I’d never heard of an anklung until a few days ago, but I now know that it’s a traditional Indonesian percussion instrument made from bamboo pipes tied loosely to a wooden frame.
An anklung is easy to play: you just shake it to make the pipes rattle on the frame.
Since the bamboo pipes are cut to different lengths, they produce different notes. Each separate anklung produces only a single note.
Trouble and strife: Anklung-ing
Because one anklung produces one note, the music is simple to read. Each anklung is numbered, and each number corresponds to the note it produces. Hence the music is just a string of numbers.

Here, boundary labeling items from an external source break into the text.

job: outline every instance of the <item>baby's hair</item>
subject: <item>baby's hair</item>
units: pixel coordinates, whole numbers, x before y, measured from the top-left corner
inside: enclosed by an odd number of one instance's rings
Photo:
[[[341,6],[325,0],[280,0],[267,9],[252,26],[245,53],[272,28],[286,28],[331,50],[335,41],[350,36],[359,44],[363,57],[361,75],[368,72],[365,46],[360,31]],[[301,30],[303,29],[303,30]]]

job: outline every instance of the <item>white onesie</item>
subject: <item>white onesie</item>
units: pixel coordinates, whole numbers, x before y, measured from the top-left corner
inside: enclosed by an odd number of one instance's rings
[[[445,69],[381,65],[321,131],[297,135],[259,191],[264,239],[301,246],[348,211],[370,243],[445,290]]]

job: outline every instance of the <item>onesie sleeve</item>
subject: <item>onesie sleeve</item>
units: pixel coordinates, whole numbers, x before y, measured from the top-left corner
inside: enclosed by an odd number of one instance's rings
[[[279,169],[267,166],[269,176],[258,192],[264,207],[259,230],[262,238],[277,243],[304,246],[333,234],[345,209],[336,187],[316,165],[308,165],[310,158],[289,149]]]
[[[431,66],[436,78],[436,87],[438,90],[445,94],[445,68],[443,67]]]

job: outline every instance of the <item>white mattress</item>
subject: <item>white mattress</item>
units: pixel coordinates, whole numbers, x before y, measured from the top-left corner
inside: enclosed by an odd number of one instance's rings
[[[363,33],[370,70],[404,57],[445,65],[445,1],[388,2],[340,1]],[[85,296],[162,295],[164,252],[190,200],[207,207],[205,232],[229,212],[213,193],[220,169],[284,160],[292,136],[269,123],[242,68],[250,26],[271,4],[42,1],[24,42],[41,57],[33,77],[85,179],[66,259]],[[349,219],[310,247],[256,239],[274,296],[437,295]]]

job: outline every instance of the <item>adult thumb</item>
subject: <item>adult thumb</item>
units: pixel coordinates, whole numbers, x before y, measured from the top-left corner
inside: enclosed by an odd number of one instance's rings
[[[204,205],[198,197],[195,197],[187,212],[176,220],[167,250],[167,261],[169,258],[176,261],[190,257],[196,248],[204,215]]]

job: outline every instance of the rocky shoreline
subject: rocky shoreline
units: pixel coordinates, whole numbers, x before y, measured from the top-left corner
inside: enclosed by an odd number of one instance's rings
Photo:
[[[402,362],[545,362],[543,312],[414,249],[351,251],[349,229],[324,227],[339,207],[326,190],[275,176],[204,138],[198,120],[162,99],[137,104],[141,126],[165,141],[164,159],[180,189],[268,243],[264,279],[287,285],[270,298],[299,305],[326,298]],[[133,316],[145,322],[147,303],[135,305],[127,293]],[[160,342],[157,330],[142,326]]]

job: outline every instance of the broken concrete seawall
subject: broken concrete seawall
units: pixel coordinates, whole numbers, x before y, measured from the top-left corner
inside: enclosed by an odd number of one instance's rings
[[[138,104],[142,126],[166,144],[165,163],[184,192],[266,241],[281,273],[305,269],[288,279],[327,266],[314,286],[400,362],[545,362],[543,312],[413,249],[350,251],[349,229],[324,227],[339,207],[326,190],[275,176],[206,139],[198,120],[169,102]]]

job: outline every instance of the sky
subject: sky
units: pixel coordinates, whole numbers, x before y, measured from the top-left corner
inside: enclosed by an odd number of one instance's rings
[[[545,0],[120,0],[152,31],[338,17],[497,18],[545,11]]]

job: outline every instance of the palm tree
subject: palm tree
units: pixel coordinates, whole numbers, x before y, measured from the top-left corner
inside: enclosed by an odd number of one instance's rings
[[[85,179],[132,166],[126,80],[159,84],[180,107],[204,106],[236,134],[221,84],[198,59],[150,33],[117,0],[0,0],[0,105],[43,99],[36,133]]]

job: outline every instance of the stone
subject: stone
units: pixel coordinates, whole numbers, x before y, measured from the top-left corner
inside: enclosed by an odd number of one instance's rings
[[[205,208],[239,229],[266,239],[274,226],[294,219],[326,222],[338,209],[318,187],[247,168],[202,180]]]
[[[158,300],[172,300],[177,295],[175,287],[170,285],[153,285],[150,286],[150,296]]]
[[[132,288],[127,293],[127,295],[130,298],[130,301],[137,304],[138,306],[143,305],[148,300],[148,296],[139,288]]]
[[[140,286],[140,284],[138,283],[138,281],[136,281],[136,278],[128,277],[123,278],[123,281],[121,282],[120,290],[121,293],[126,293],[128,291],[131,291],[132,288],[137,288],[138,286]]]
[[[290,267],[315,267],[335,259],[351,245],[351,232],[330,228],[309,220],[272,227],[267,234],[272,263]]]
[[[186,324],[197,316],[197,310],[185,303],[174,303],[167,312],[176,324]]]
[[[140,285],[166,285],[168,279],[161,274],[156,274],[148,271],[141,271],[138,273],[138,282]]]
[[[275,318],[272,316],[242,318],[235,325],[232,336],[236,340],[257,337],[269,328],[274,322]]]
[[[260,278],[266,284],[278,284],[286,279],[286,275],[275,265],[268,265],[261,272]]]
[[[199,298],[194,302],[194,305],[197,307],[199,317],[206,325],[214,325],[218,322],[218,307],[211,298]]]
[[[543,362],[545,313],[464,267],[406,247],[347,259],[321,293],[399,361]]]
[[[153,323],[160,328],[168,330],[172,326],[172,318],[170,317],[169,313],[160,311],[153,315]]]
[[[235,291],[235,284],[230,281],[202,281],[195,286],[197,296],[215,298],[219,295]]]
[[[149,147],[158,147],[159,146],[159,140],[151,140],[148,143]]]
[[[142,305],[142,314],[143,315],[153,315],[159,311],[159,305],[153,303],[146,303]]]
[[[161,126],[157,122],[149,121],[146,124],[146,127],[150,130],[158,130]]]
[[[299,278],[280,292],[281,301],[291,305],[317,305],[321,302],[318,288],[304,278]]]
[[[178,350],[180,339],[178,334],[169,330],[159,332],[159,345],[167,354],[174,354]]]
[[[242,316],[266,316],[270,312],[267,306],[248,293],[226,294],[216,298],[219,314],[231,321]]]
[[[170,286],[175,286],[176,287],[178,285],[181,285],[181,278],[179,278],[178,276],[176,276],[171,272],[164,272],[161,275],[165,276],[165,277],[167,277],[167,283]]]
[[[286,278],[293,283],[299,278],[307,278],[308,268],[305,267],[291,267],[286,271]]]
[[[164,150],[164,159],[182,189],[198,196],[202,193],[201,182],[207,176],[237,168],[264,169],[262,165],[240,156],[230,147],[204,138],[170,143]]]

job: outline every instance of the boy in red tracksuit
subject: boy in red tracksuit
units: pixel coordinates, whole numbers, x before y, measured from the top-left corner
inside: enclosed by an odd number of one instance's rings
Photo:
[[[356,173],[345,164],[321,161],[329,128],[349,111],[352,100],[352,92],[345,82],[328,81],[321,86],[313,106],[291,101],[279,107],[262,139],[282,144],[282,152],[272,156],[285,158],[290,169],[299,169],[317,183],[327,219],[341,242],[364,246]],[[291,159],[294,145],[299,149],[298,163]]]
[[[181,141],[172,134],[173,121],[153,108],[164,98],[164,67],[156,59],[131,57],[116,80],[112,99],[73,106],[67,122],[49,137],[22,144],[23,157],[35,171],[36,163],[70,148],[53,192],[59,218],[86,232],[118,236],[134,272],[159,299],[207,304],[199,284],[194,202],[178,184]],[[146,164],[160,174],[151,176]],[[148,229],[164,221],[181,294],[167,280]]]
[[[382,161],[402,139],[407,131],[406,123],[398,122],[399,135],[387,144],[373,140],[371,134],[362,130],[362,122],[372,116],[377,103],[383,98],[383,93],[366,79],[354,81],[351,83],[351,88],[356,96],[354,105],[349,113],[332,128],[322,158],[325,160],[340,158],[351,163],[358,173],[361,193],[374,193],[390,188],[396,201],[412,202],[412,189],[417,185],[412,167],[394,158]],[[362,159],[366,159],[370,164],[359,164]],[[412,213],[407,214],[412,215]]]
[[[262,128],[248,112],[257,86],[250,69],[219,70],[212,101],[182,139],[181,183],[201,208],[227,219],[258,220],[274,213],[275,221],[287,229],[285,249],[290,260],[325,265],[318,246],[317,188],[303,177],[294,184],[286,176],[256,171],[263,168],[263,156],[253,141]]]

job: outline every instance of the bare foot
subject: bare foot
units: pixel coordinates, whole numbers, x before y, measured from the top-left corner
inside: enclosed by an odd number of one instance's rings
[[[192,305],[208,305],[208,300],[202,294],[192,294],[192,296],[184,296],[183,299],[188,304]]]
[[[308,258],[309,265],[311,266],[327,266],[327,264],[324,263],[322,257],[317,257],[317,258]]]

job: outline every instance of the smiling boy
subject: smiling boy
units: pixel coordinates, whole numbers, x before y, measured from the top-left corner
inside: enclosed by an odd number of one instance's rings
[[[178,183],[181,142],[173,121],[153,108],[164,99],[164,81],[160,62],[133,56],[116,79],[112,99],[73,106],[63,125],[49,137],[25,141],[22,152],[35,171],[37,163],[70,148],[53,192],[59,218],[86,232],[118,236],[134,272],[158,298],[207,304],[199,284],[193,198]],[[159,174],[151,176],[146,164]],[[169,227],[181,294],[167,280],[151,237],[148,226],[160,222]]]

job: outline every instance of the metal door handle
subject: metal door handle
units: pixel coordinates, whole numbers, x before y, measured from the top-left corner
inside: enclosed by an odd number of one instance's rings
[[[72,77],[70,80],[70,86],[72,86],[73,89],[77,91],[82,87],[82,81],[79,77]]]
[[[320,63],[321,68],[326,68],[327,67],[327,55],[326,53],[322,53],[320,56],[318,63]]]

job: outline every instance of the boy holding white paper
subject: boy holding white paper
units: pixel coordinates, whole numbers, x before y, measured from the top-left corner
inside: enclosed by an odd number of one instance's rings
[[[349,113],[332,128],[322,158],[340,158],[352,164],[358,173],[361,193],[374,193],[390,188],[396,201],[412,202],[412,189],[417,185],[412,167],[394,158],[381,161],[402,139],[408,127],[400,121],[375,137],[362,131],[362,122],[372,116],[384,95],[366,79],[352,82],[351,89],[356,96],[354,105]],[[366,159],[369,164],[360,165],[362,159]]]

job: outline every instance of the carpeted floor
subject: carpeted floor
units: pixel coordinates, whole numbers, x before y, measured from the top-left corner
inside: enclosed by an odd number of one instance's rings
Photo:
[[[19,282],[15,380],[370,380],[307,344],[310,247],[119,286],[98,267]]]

For example 3 / 3 / 6 / 1. Have you got that?
Shake, rattle and roll
Now, suppose you are responsible for shaking an anklung labelled 6. To keep the tune going, you just shake it when 6 crops up in the music.
You’ll perhaps gather I was given an anklung number 6 during the aforementioned visit to The Indonesian Ambassador’s house.
It was passed to me by one of the Luscious Ladies of The Indonesian Women’s Association.
These brave souls, under the leadership of the Ambassador’s wife, If Wardana, were trying to shape me, and assorted other ang mo women – that is, foreign women - into an anklung group in record quick time – about twenty minutes, to be exact.